Five ways to monitor and control AWS cloud costs
Many IT teams find that their AWS cloud costs grow less efficient as “clutter” builds up in their accounts. The good news is that both AWS and a small army of third party providers have developed tools to help engineers discover the cause(s) of these inefficiencies.
While there are several “easier” fixes, such as Reserved Instances and eliminating unused resources, the real issue is usually far more complex. Unplanned costs are frequently the result of nonstandard deployments that come from an unclear or absent development processes, poor organisation, or the absence of automated deployment and configuration tools.

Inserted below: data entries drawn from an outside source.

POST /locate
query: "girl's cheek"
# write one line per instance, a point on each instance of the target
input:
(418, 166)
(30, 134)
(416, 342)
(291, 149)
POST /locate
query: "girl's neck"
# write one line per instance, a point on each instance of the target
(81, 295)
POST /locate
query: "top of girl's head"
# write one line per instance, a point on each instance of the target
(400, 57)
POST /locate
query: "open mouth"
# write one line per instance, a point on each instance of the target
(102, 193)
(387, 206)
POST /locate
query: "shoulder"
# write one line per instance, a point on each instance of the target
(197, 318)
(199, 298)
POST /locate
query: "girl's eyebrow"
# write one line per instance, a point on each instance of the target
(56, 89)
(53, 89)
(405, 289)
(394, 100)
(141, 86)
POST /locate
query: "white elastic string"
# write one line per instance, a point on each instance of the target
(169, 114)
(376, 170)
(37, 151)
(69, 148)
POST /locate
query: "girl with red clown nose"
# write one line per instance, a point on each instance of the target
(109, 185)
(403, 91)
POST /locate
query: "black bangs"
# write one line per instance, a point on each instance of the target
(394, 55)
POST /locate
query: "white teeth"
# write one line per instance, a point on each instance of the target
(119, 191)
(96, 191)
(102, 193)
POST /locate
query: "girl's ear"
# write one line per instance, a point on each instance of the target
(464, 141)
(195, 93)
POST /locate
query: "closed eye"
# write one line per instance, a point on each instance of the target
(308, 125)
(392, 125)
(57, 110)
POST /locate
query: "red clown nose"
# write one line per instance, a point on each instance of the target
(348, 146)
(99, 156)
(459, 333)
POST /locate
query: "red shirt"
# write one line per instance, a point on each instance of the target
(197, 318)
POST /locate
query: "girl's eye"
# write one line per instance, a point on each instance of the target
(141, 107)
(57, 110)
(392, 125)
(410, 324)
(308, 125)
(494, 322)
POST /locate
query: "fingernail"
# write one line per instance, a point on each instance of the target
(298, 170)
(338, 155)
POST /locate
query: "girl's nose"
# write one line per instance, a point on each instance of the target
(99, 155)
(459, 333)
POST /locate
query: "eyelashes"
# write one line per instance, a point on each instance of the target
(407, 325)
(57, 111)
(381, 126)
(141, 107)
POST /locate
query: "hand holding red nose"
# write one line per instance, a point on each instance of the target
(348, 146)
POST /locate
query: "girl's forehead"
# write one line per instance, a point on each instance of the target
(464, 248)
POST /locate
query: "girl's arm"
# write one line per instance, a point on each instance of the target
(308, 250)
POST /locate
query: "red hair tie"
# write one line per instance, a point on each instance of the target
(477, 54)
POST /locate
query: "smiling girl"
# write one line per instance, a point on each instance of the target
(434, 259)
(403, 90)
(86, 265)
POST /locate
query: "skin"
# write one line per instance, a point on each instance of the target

Controlling AWS costs is no simple task in enterprises with highly distributed teams, unpredictable legacy applications, and complex lines of dependency. Here are some strategies Logicworks engineers use to keep our clients’ costs down:
1. Cloudcheckr and Trusted Advisor
The first step in controlling AWS costs is to gather historical cost/usage data and set up an interface where this data can be viewed easily.
There are many third party and native AWS resources that provide consolidated monitoring as well as recommendations for potential cost saving, using tools like scheduled runtime and parking calendars to take advantage of the best prices for On-Demand instances.
Cloudcheckr is a sophisticated cloud management tool that is especially useful in enforcing standard policies and alerting developers if any resources are launched outside of that configuration. It also has features like cost heat maps and detailed billing analysis to give managers full visibility into their environments. When unusual costs appear in an AWS bill, Cloudcheckr is the first place to look.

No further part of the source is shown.